"Noi non ci immischiamo con Falcone e Borsellino. Non ti permettere. Io mai gliel'ho mandato mio figlio a queste cose… vergogna", gridò Maurizio Di Fede , uno dei mafiosi fermati nell'operazione Tentacoli della Squadra Mobile di Palermo, ad una amica che aveva mandato la figlia a una manifestazione in ricordo della strage di Capaci. La storia, che risale al maggio di tre anni fa, emerge dagli atti dell'indagine.
"La bambina da un mese si prepara. Ma in fondo, è solo una cosa scolastica", replicó la donna. Di Fede non voleva sentire ragioni: "Noi qua non ci immischiamo con i carabinieri. Noi non ci immischiamo con Falcone e Borsellino… queste vergogne sono".

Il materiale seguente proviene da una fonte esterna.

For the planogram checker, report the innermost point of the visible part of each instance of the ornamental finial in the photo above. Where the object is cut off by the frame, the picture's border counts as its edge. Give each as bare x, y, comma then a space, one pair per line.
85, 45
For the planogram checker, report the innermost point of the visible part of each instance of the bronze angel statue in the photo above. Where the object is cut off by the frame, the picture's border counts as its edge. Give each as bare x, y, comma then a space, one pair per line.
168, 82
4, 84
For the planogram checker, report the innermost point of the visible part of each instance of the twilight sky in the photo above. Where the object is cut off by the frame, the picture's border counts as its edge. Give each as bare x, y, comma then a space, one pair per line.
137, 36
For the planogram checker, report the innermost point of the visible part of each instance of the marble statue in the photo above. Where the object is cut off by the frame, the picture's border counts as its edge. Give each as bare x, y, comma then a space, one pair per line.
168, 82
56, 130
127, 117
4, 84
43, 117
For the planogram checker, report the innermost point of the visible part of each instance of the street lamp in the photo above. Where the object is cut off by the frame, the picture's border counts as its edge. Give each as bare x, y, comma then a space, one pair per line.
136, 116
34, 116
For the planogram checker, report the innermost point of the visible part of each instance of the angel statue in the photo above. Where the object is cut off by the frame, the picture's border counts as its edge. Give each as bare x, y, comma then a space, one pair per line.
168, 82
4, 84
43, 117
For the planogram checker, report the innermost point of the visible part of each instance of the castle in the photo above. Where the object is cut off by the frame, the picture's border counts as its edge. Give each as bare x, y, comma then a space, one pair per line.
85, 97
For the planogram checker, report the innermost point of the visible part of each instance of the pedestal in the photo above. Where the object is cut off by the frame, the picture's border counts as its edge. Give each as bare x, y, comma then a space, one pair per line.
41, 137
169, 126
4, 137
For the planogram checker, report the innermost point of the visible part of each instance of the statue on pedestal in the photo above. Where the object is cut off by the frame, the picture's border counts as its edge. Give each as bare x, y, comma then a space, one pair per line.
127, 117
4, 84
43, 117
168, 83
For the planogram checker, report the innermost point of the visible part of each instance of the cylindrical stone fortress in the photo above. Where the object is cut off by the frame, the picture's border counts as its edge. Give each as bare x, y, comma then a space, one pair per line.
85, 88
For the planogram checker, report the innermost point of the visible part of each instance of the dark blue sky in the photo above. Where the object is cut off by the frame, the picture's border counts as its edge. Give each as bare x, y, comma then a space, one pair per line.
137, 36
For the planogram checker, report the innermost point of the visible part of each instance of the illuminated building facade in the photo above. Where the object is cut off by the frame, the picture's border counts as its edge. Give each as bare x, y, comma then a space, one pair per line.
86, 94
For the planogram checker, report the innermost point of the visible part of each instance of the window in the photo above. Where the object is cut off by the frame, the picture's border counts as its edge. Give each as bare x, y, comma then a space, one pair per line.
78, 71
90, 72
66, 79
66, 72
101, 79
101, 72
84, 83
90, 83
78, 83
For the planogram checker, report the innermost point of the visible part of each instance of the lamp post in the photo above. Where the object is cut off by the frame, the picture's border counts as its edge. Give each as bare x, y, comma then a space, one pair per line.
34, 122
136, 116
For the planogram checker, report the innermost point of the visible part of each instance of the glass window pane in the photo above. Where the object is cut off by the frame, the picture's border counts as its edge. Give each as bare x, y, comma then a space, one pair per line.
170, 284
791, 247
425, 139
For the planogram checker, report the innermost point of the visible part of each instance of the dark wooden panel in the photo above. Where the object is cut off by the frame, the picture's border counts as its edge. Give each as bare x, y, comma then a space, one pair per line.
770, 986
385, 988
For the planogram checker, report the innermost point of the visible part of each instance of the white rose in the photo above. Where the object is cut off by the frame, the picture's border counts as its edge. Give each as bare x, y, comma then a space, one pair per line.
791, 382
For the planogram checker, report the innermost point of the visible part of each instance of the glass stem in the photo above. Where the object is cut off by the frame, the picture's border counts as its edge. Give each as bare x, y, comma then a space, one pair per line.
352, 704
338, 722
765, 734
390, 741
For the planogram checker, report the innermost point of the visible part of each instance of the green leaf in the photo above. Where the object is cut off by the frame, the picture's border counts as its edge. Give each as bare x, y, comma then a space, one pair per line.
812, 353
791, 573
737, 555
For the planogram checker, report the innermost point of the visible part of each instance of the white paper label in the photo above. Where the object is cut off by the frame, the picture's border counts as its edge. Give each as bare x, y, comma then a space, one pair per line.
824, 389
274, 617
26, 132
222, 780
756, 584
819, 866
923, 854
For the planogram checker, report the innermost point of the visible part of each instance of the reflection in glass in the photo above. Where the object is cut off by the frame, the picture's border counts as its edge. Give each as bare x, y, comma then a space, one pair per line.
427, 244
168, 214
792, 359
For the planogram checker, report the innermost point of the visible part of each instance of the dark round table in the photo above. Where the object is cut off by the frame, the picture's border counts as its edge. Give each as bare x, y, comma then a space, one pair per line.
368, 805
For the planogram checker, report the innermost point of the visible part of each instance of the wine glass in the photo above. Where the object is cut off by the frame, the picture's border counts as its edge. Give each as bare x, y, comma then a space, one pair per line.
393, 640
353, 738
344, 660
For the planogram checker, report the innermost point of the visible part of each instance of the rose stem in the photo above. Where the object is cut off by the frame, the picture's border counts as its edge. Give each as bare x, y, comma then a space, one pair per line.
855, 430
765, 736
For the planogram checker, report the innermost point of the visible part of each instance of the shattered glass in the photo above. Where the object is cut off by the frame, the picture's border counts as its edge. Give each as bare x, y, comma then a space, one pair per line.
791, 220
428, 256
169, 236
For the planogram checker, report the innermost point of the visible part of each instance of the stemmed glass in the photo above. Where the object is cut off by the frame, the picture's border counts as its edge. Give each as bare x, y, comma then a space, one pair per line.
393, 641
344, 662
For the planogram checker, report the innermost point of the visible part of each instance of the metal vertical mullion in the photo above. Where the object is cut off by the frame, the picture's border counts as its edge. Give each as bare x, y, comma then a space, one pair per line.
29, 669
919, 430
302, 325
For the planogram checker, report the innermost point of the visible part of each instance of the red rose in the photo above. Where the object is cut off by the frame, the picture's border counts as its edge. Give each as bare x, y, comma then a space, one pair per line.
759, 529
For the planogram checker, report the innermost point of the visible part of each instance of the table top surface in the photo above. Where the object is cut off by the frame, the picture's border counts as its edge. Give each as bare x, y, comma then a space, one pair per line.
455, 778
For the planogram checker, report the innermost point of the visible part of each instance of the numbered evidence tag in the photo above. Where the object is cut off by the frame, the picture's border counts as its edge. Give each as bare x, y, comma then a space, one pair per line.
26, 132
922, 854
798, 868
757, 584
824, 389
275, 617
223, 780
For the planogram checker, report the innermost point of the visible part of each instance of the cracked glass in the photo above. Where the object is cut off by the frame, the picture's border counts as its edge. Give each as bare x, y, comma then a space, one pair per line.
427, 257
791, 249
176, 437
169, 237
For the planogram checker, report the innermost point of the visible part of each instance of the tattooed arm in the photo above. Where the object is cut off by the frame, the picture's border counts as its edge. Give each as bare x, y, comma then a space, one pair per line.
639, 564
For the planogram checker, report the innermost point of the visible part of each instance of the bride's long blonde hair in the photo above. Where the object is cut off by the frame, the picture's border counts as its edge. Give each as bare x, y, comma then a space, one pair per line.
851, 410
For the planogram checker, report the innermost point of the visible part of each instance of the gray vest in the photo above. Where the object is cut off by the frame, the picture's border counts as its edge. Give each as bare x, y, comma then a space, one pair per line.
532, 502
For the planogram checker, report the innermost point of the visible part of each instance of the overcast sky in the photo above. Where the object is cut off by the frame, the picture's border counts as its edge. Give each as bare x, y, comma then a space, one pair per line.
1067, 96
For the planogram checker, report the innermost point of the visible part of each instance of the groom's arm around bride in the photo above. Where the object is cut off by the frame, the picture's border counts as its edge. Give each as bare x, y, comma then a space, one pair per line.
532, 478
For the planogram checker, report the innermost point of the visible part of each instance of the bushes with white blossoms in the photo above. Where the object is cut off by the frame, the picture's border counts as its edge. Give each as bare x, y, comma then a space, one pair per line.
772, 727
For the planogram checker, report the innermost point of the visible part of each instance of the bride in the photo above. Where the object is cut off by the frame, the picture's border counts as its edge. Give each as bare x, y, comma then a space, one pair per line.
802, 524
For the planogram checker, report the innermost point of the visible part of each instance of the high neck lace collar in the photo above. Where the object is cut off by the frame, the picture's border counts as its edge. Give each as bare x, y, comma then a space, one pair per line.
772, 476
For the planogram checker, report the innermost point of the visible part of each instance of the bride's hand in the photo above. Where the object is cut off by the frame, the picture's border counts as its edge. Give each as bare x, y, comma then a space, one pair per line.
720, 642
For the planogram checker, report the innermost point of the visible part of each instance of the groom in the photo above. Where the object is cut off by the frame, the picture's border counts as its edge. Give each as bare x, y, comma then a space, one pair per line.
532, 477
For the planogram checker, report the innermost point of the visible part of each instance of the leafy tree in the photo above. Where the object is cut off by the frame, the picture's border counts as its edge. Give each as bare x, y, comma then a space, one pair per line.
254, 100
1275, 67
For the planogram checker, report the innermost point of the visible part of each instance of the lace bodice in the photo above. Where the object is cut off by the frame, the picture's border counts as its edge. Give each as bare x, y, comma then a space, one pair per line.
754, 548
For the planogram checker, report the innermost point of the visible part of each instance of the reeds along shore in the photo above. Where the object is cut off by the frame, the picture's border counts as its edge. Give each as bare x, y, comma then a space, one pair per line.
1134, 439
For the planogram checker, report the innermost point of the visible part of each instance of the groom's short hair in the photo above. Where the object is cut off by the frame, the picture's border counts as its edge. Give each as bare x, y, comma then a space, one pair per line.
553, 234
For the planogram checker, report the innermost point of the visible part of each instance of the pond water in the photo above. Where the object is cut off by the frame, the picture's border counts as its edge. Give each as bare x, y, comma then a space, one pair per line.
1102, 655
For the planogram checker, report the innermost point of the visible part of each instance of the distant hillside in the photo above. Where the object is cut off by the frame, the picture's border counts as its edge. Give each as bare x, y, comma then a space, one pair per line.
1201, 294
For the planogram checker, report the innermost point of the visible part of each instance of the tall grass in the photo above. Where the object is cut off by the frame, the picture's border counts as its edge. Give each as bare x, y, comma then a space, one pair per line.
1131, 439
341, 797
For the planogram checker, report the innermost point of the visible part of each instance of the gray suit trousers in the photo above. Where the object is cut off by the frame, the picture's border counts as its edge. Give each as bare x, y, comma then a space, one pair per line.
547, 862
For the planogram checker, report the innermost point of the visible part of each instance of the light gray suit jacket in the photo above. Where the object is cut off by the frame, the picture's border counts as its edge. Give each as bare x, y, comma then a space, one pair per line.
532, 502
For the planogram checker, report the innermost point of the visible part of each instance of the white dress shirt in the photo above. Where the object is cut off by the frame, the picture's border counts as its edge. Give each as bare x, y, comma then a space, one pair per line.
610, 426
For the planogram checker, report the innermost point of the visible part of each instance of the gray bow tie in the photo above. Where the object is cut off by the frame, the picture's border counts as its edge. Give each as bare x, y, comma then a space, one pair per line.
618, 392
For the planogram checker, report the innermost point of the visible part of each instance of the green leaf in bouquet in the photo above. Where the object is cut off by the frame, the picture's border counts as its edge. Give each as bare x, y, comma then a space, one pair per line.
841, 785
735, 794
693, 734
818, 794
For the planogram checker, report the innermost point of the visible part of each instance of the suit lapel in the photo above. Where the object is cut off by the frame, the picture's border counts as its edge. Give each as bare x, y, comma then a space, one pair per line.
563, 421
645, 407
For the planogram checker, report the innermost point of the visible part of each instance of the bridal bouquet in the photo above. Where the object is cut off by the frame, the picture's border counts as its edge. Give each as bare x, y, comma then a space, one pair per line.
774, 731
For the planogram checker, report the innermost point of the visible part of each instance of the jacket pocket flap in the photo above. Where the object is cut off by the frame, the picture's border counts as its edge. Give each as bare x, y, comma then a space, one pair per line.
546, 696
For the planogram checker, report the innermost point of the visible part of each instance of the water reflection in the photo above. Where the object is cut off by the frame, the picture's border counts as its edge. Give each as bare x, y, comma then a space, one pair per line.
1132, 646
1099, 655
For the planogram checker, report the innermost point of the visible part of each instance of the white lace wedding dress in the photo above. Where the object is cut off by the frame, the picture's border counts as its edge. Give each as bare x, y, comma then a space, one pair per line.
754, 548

La madre della piccola insisteva, la bambina teneva particolarmente ad andare con i compagnetti al giardino della Magione, alla Kalsa, per l'iniziativa organizzata dalla Fondazione Falcone. Di Fede sbottò: "Alla Magione, là sono nati a cresciuti, i cornuti là sono nati", disse alludendo a Falcone e Borsellino. Di Fede controllò che la bimba realmente non andasse alla manifestazione. Tornò più volte a casa dei suoi amici, per accertarsene perché era diventata ormai una questione d'onore.
Un giorno si portò dietro il giornale, che annunciava la manifestazione: "Anniversario della strage di Capaci, oltre settantamila studenti pronti a invadere Palermo", lesse a voce alta. Apriti cielo. "Là dove deve andare la bambina, la sbirra", disse. La madre prese le difese della piccola. "Se gli mandi la bambina sei una sbirra", continuò. "Falcone, minchia che cosa inutile", concluse.